Didn’t make it very far at all. Cars swamped the highways, and somewhere in the distance, on the black of the horizon, a bloom of fire that said, pretty clearly: Wrong way .
I was no sign reader before, but the kid taught me well. I know what happens now. Destruction, devastation, cities vaporized, millions incinerated, gutted infrastructure, rotting corpses, starving orphans, endless winter, food riots, armed bandits, crime, punishment, plague, famine, hellfire and damnation. If we didn’t need God to end the world, we surely won’t need him to turn the wreckage into hell on Earth. Humans are capable creatures; we can do most anything ourselves.
It wasn’t a bad stretch of road—concrete ribbon winding through lush woods—so I left the car in its jam and took off into the trees, and I waited, like I’m still waiting, for what comes next.
• • • •
There wasn’t anything special about Hilary, nothing more or less special than any of them, and I never led her to believe any different. That wasn’t for me, the wining and dining shtick, and I certainly knew better than to tease a girl like her with a future. You’ll notice those same people who turn their nose up at my methods don’t hesitate to tell a few stories of their own when it comes to love and lust, parading around their sad little pretense of commitment, promising nothing will ever change when change is the only sure thing we’ve got. The Hilary episode was brief. It was fun. And then, when it wasn’t anymore, it was over—but I guess everything has its moments.

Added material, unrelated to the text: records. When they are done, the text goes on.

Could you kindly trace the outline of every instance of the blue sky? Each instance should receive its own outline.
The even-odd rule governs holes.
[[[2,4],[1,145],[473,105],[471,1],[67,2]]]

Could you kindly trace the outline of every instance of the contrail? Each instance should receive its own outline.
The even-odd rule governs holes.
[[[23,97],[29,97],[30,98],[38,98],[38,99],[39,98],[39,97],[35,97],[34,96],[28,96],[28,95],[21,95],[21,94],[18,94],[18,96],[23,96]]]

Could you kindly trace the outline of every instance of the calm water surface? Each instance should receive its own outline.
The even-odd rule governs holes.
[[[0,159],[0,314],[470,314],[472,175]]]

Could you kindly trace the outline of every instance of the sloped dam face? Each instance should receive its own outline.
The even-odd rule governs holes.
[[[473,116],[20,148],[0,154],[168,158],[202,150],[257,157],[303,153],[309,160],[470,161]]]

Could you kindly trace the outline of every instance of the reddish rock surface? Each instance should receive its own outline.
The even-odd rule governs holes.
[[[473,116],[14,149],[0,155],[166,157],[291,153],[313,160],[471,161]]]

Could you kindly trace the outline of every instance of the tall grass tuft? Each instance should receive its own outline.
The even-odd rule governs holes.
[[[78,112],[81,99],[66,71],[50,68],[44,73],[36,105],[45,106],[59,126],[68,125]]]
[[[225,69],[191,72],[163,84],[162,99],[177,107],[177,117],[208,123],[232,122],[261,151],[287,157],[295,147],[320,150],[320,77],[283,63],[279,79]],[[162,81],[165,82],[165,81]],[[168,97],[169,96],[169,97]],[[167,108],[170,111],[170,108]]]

There was this one night, same shitty motel room with its stiff sheets and unnamable perfume, same crap box wine and love handles, same greasy Chinese and sour breath, even the same routine, a little for her, a little for me, finish with her on top then finish her off with the same tired flourish, not an iota of difference from any of the hundred some nights we spent before the sight of each other made us both sick, but that night, after, she fit perfectly against me, a puzzle piece with sad eyes and downy blond peach fuzz up and down her arms—that night, I couldn’t stop touching her, and we fell asleep together, like a couple of spooning teenagers. That night, and that night only, for no reason whatsoever, she smelled like home.
It’d be convenient to imagine that was the night we conceived the kid, because wouldn’t that suggest there was some higher purpose to the whole thing, not just the sad motel sex, but fifty-six years of eating, sleeping, shitting, enduring one minute after the next? This kid, my kid, and all the Children he saved, our little ark up in the hills where, no matter what happens to the rest of it, some righteous sliver of the human race will survive. That’s what the kid believes, and if he’s right, it’s a nasty joke for God to play on me, but I can’t say I’d blame Him.
It’d be convenient, and it’d be easier—especially now. If I could believe in something aside from my own rotten luck. That after all these years of playing the odds, my number finally came in, the one jackpot that does me no good whatsoever. If I could believe that there really is a puppet master, some holy ghost guiding the chess pieces across the board, that this one time he broke with tradition and sacrificed the father instead of the son. But that isn’t His way, and believing in it isn’t mine.